“不喝?”
声音从太子的方向传来,对方显然是震惊之余发出的一声冷笑,“你莫不是疯魔了?虽说父皇明日不用上朝,但你连让父皇早些安睡都不让了吗?!”
沈谛祝巍然不动,对于那人的大言不惭他实在感到恶心,心中的怒与痛均交织到了一起,“到底是喝下这杯酒能让父皇安睡!还是我死后,太子便能安睡,父皇自也不必再因着爱你,而为难了!”
泪与话一起喷薄着蹦出,又成串地淌下来,膝盖被地砖凉得发酸,连带着鼻腔和太阳穴都胀得发酸。
他也不知自己为何嘴里会突然冒出“爱”这个字,更不知为何会将这个字的对象置于太子。这明明是他最避于提起的伤疤,因为这份来自父亲的爱子之心,是他从未得到过的事实。
而刚说完,就又后悔到了极处,这样的话语在此刻说出简直幼稚可笑至顶,两个字,足以把十余年来他一切的算计、谋划、野心和步步为营,都打作只为充一份孩子间的赌气。
咬紧了牙闷不吭声,他做好了再次被对方嘲讽的准备。
“祝儿!”大概是本能地对长子的护持之心,他听到上座的人先开了口。
沈谛祝已失落到底的心,却又生生砸碎底线,更沉了一分。
而另外那边这才不紧不慢作出回应,他的声音在沈谛祝听来,和已经握定胜局而又恃宠而骄的人没有任何不同,那样的嘴脸他不用看都知道,那是一副从小到大他最厌恶的,惯于居高临下的模样。
“七弟从小就爱争父皇宠爱,如今还是像个孩子一样,在这吃起醋来了。”
果然。沈谛祝绝望地闭上眼睛。他受不了这样的羞辱。
“可是七弟啊,”对面之人还在慢条斯理地继续,“你只是不通消息了两日,恐怕还不知道吧?屿王妃…”
他手心一紧。
自两天前傍晚的家宴顾念怀出宫之后,他就无异于被软禁一般,除了太子派来伺候的几个太监,他再无近身接触过任何旁人,更别提自己人。所以屿王府内祝之笺情况如何,他一概未知。
回想起来小顾离宫前,自己与其就已若有似无地被太子几次隔断开欲作的交流,然而那时尚还一切如常,他根本没想到陛下与太子会这么急切,甚至为了除掉自己不惜选在帝寿这一天。
他没来得及与小顾做任何通气,更不知道小顾在与自己分开后能不能意识到大难临头,回去通知之笺逃命。

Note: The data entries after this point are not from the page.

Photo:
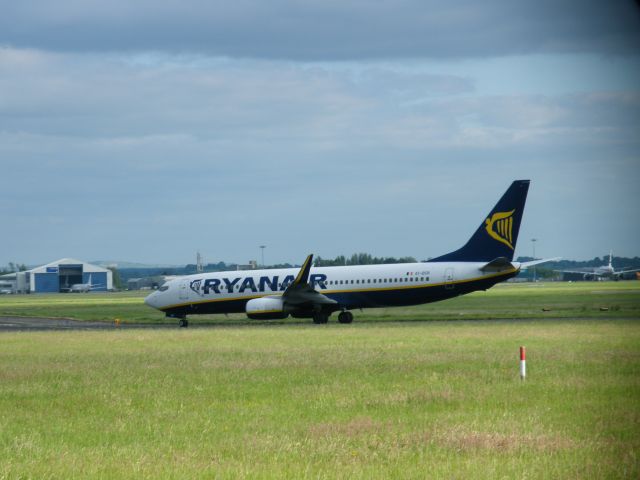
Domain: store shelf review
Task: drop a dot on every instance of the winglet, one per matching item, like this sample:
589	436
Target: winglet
303	274
525	265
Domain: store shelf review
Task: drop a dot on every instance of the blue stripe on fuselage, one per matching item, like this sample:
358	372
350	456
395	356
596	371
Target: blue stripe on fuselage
358	299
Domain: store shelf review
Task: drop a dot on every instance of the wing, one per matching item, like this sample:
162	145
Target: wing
622	272
524	265
579	272
302	295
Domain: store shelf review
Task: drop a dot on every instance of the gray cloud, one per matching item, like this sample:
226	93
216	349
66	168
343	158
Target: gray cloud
326	30
154	156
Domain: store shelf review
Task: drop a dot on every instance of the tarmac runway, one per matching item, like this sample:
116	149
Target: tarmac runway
8	324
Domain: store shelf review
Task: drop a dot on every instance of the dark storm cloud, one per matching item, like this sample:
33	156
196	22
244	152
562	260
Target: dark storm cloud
326	30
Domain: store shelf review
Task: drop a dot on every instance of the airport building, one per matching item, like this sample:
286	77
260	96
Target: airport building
58	276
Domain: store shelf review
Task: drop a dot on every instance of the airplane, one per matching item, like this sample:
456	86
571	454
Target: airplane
83	287
604	271
317	292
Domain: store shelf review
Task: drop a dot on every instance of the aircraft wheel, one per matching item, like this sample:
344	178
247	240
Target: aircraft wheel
320	318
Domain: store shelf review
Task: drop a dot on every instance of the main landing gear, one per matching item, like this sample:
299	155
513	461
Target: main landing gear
343	317
182	321
320	318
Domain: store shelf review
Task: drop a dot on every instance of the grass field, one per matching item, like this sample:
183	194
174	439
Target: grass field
561	300
375	399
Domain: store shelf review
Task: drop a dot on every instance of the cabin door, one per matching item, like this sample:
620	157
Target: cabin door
449	278
184	290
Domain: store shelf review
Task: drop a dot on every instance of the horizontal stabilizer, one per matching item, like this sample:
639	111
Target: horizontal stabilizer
525	265
498	264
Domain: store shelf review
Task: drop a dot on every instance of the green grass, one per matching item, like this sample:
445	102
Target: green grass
561	300
368	400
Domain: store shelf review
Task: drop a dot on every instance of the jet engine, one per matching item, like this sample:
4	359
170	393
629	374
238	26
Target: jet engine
266	308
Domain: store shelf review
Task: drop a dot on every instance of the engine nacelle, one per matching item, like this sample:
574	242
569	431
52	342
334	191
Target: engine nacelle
266	308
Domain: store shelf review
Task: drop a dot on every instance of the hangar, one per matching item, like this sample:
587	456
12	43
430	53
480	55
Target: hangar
60	276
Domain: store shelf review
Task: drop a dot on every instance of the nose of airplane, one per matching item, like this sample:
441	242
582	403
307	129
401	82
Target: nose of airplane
151	300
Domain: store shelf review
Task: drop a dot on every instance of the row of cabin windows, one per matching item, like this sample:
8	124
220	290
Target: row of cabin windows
352	282
378	280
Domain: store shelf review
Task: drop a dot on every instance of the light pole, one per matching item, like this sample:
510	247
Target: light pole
533	243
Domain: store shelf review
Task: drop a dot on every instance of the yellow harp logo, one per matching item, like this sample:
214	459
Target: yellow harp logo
500	227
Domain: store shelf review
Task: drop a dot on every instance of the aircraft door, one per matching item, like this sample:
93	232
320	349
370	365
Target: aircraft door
184	290
449	278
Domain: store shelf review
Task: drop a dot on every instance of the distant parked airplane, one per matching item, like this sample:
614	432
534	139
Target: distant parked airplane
317	292
605	271
83	287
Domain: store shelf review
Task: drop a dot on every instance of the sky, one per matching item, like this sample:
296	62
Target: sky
147	131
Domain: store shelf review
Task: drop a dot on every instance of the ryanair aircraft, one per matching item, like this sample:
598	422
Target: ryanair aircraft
317	292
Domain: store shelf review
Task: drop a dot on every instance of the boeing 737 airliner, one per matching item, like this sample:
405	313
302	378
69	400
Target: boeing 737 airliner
317	292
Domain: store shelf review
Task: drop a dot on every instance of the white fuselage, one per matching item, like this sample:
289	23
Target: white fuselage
351	286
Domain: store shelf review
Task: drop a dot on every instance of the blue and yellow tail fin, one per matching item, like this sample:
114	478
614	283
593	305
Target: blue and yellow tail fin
498	233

而自己从前为妻子铺设后路做下的那些准备,虽然无法万全,但也总好过坐以待毙。可若是她们至今仍蒙在鼓里乖乖呆在王府中等待自己回去,那便糟糕透顶。所有准备,将根本是毫没用上就全盘覆灭。
“屿王妃也真是不懂事,父皇寿辰这么大的日子,太子妃抱病那是无法之事,可是她呢?也效法太子妃便也罢了,躲躲藏藏不进宫来祝寿,父皇与本殿也就允了,但她倒好!竟然还跑到几座城之外去了!七弟你说,这是抱恙的态度吗?”
暗自送了一口气。
稍稍放下心来。沈谛祝表面依旧沉默不语,这倒是要感谢太子告知了。
“不过七弟放心,本殿入夜前就已经派人去接了,想必这会儿已接到了。保管明日一早,叫她亲自再给父皇请罪。”
“你说什么!”
沈谛祝骤然怒道。
他直起身子想朝太子猛冲一步,却才意识到自己还跪在地上,这踉跄的一矮身,只是原地膝行了一步的结果而已。

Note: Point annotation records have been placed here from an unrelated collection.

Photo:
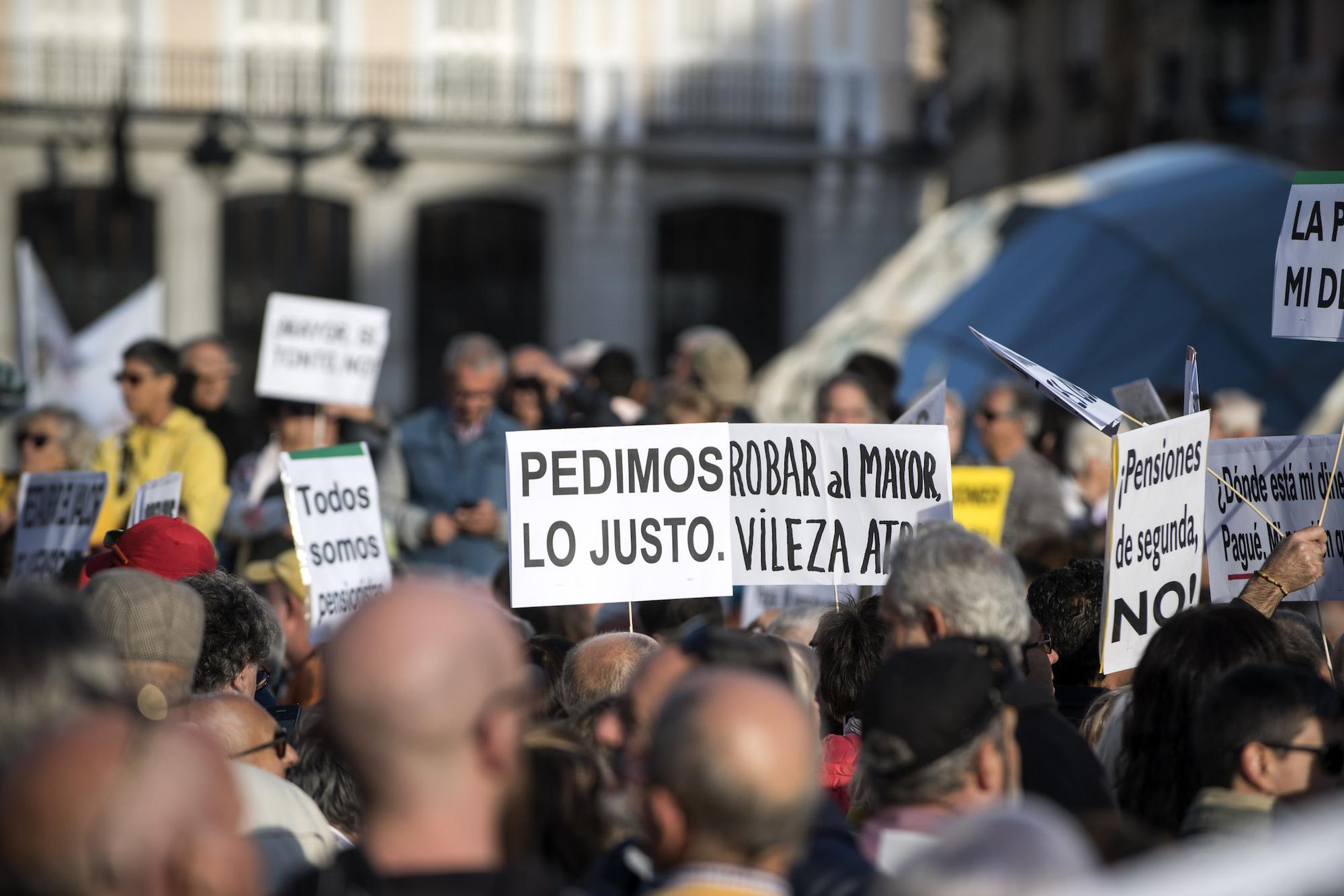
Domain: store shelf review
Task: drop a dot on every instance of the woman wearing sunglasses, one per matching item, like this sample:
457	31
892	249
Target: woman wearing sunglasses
163	439
48	440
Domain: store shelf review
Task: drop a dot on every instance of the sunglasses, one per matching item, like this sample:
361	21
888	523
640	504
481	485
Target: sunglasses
132	379
280	745
1331	756
1045	643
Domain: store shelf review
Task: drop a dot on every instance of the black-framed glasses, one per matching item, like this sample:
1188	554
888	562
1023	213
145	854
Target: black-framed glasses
1046	643
1331	756
280	744
37	440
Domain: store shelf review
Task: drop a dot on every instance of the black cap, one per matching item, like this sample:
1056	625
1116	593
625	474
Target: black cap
924	703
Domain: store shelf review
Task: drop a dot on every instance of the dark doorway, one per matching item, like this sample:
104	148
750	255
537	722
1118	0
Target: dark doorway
96	245
480	267
722	265
282	242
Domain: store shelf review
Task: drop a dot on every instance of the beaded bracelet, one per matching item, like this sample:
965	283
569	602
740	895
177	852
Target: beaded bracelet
1273	582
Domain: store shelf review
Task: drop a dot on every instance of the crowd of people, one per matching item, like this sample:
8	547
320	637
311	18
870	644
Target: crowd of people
167	726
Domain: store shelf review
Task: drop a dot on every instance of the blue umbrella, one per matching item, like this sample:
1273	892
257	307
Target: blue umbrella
1170	247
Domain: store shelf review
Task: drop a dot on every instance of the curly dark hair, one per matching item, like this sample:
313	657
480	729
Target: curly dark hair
322	773
1159	772
240	629
548	654
1068	605
849	645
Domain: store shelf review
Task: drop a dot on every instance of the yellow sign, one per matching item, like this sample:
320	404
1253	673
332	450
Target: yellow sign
980	498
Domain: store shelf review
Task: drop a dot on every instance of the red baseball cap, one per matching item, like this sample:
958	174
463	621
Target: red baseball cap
166	546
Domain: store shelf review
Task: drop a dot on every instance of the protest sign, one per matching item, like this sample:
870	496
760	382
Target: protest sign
980	499
331	495
321	350
157	498
825	504
1308	298
619	514
1072	398
929	410
1191	392
1287	479
1155	535
1140	401
54	519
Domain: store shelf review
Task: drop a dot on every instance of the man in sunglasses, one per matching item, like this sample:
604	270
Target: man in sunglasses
1263	735
1007	418
162	439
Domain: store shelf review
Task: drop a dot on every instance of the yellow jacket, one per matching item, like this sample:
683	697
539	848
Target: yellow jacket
182	444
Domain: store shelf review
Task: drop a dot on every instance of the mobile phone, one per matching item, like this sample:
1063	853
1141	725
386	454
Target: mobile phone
287	715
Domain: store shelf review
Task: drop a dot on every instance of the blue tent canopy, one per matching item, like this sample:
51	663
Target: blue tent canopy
1171	247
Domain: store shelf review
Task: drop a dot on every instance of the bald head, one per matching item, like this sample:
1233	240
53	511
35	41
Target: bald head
603	667
114	807
732	772
239	726
412	679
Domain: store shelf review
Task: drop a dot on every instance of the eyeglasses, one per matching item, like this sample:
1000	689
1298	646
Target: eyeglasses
280	745
1045	643
1331	756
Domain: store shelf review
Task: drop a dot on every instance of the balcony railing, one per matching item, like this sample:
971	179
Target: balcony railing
451	91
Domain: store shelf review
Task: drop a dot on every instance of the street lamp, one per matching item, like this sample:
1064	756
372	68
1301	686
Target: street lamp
226	135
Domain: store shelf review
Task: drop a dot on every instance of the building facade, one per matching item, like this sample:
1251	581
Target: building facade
541	170
1040	85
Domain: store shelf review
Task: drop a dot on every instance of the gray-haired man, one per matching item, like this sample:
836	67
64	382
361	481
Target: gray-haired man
951	584
443	480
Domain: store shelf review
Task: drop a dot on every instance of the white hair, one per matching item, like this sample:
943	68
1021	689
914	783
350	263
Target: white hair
1238	412
1084	443
475	351
601	667
976	588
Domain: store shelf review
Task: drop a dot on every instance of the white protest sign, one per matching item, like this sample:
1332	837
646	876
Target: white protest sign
1072	398
825	504
1308	298
157	498
929	410
331	495
1155	535
321	350
619	514
1191	390
56	518
1140	401
1286	478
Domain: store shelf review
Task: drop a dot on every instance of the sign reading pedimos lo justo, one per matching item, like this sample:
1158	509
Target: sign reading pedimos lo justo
619	514
331	495
321	350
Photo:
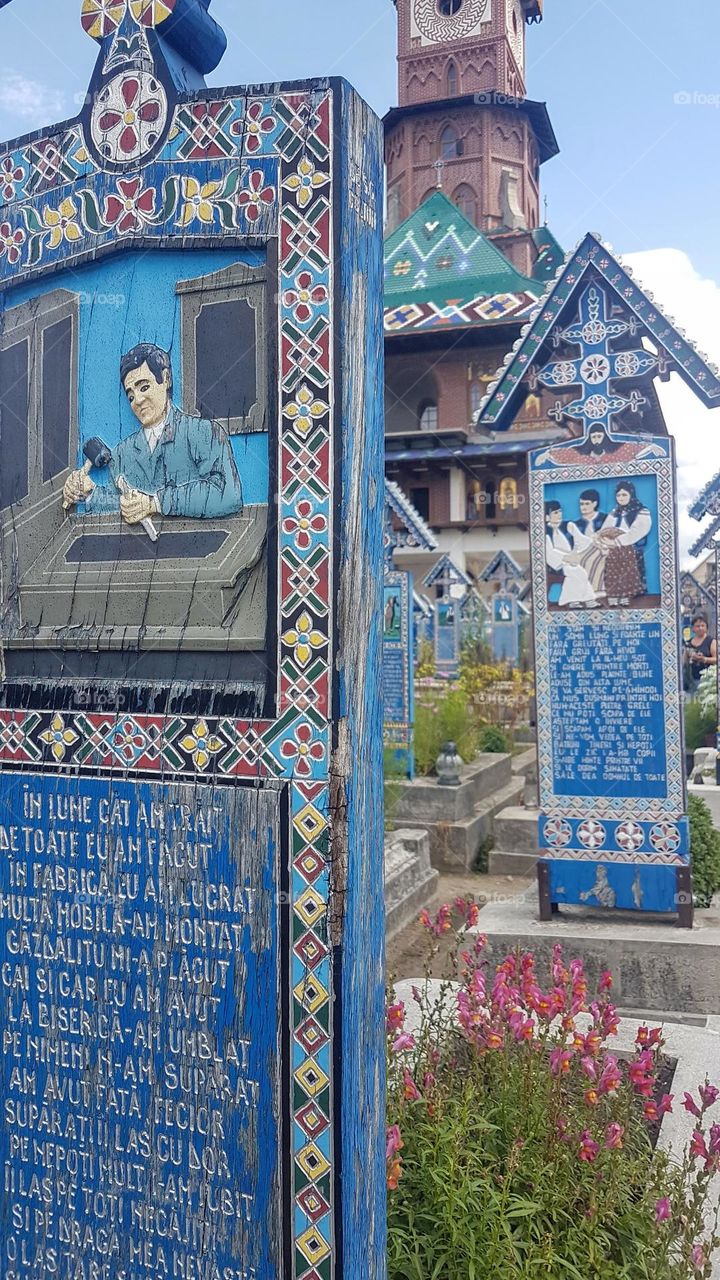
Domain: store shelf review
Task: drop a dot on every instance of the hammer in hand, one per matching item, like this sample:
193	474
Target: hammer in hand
96	455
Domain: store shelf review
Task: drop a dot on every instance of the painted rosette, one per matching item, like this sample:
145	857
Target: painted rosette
100	18
151	13
591	833
665	837
130	117
557	832
629	836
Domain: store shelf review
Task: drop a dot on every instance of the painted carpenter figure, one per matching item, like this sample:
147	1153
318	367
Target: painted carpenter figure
176	465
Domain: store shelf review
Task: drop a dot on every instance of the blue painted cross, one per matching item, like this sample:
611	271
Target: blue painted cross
597	365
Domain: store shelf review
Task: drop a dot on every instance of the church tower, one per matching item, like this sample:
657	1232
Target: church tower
464	123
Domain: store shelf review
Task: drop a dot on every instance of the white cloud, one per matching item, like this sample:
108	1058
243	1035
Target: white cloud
28	100
693	302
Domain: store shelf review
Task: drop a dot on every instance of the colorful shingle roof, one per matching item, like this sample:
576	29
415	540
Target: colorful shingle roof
441	272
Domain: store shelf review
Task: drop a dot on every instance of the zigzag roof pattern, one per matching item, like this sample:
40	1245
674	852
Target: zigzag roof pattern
410	517
595	257
446	567
502	560
441	270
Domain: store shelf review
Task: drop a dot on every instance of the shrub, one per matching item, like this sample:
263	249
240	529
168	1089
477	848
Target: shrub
519	1146
705	851
493	739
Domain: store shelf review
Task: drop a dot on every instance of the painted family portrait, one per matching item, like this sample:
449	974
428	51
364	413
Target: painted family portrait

求助的眼神转而望向上首,那尊者正因酒杯端得微酸,而揉捏着自己的手腕,显然这只是自己与太子两个人的战场,他只需作壁上观。冷漠的表情,是他一贯的事不关己与充耳不闻,丝毫不关心太子口中涉及的两条人命,也是他的儿媳与皇家后裔。
父皇的默许,是从他脚底抽走的最后一块木板,一下子堕入失重深渊,他无力地闭上眼睛。
一声轻叹,“臣弟明白了。”
他的确明白了,祝之笺已在出逃,即说明小顾察觉到了不妥且把消息带回了王府,那么他们绝不会对于涉险的自己不闻不问。
他亦明白了,这根本不是他与太子的对决,而从来都是他一个外人和君父储兄的对抗。
他更明白了,自己一直争错了位置,他要争的不该是储君之位,而应该是…
以不易被察觉的幅度惨笑一声,双眸紧闭。
既然求生的时间已经拖不下去,便只好行最后一步,放手一搏。
再睁开双目,眼睛里的恨意消失殆尽,往日一贯的沉静和锐利重又逐渐浮现聚集,他侧过头,这是他今晚第一次认真地看自己这位大哥。
“只是太子要臣弟喝酒,总要有些诚意吧?”
“诚意?”对面的人悠闲坐在垫上,抚掌笑道,“本殿与父皇亲自请你饮酒,还要怎样的诚意?不过七弟,你还别说,本殿还真的有一份另外的诚意要给你看看,只是担心你看了以后害怕,还举不举得起这酒杯啊?”
他说得轻巧,沈谛祝心里也万分清楚,可他就是故意要诱他说出这句话。
等联通连廊的那扇暗墙打开,今日是胜是败,便很快就会迎来它的定论。
而他现在,就要亲手推动这架齿轮。
“咚,咚,咚。”
太子方向传来三声指关节叩动桌面的声音,下一刻他身后联通连廊的墙壁就发出了“喀哒”一声从中间被分离开的响动。
那连廊就在太子身后,一点点绽开自己的真实面目。
沈谛祝紧紧盯着对面逐渐往两边移动的墙壁。
这座宫殿的秘密他小时候就知道,围猎滇南王的地方就是这里。
可他不是滇南王。被捏住软肋而束手就擒,那绝不是他的选择。
重新攥紧了拳头,太子的笑脸在对座越发张扬,而就在这副笑魇的身后,一片无底的漆黑里,逐渐露出了几双炯炯有神的双目,那些眼睛藏在冰冷的面具下面,透露出无情的凶光。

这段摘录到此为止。